Na “terceira parte” ele discorre justamente sobre o pensamento cético, que é a base para a ciência e é uma ferramenta libertadora, em todos os sentidos (econômica, política, social, etc).
Já a quarta parte faz duras críticas ao sistema educacional americano (desde a educação básica) e o fomento à pesquisa, já que existe um foco grande em formar técnicos e especialistas e, no caso da pesquisa, em financiar somente a pesquisa aplicada com objetivo determinado. O problema é que ao privilegiar a pesquisa aplicada, eles acabam por deixar de lado o livre pensamento e, através de exemplos, ele mostra que no longo prazo é o livre pensar quem cria as bases para a ciência aplicada.
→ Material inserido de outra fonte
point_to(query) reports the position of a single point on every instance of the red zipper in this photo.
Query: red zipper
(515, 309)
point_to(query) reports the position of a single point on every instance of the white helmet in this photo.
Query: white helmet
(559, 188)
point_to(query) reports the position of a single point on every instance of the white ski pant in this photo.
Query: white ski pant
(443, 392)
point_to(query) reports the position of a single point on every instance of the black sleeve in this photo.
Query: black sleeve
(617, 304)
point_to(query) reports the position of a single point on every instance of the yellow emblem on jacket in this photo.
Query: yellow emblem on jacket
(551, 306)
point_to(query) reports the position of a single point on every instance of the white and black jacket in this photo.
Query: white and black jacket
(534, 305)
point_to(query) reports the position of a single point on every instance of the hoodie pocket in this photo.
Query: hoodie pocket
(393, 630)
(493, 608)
Ele cita o exemplo de James Maxwell, que durante as duas últimas décadas do século 19 descobriu a relação entre campos elétricos e magnéticos e desenvolveu as fórmulas que se tornariam base para vários inventos que ocorreram depois de 30, 40, 50 anos (e até hoje!), como o caso do Rádio, da TV, da comunicação por satélite, etc.
Junto à crítica ao sistema educacional (que ele diz que deve ser obrigação do Estado a não deve estar na mão da iniciativa privada), ele faz uma pequena crítica aos próprios pais, que tendem cada vez mais a deixar a parte da educação que lhes caberia à cargo da escola, como no trecho a seguir:
…Um relatório de 1994, encomendado pelo Departamento de Educação dos Estados Unidos observa:
“O dia escolar tradicional deve agora se adaptar a todo um conjunto de exigências, necessárias para o que se tem chamado ‘o novo trabalho das escolas’ – educação acerca de segurança pessoal, questões dos consumidores, AIDS, conservação e energia, vida familiar e curso de motorista.”
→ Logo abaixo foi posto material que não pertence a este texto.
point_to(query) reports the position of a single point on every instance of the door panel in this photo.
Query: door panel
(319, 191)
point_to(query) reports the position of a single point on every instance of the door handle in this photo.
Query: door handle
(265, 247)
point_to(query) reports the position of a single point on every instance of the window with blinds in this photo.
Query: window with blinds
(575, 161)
Assim, devido às deficiências da sociedade e às insuficiências da educação em casa, apenas cerca de três horas por dia são dedicadas, na escola secundária, às disciplinas acadêmicas básicas.
Esta parte me fez pensar que, se o sistema educacional americano, do ponto de vista dos especialistas, já estava ruim na década de 90, imagine como está agora. E imagine o sistema educacional brasileiro!
Na quinta e última parte ele discorre sobre liberdades, democracia e desenvolvimento científico e traz alguns exemplos de que quando existe liberdade e democracia a ciência avança em ritmo alucinante. Mas o inverso também é verdadeiro. Ele cita a própria União Soviética, cujo ritmo dos avanços tecnológicos foi diminuindo conforme foram diminuindo as liberdades de expressão e de pensamento e que o atraso na corrida tecnológica foi justamente uma das causas da ruina da própria União Soviética. Ele clama para que os povos nunca abram mão de suas liberdades, mas ao contrário, briguem por elas e que o povo seja o “dono” da nação, pois se o povo abre mão disto, sempre haverá um tirano (imprensa, políticos, ricos, igreja, etc) que gostaria de tomar o controle e, em tomando o controle, várias das conquistas científicas ficariam ameaçadas.
Achei o livro fantástico e recomendo até para aqueles que têm algum tipo de superstição ou crença. Acho inclusive que deveria ser leitura obrigatórias nas escolas.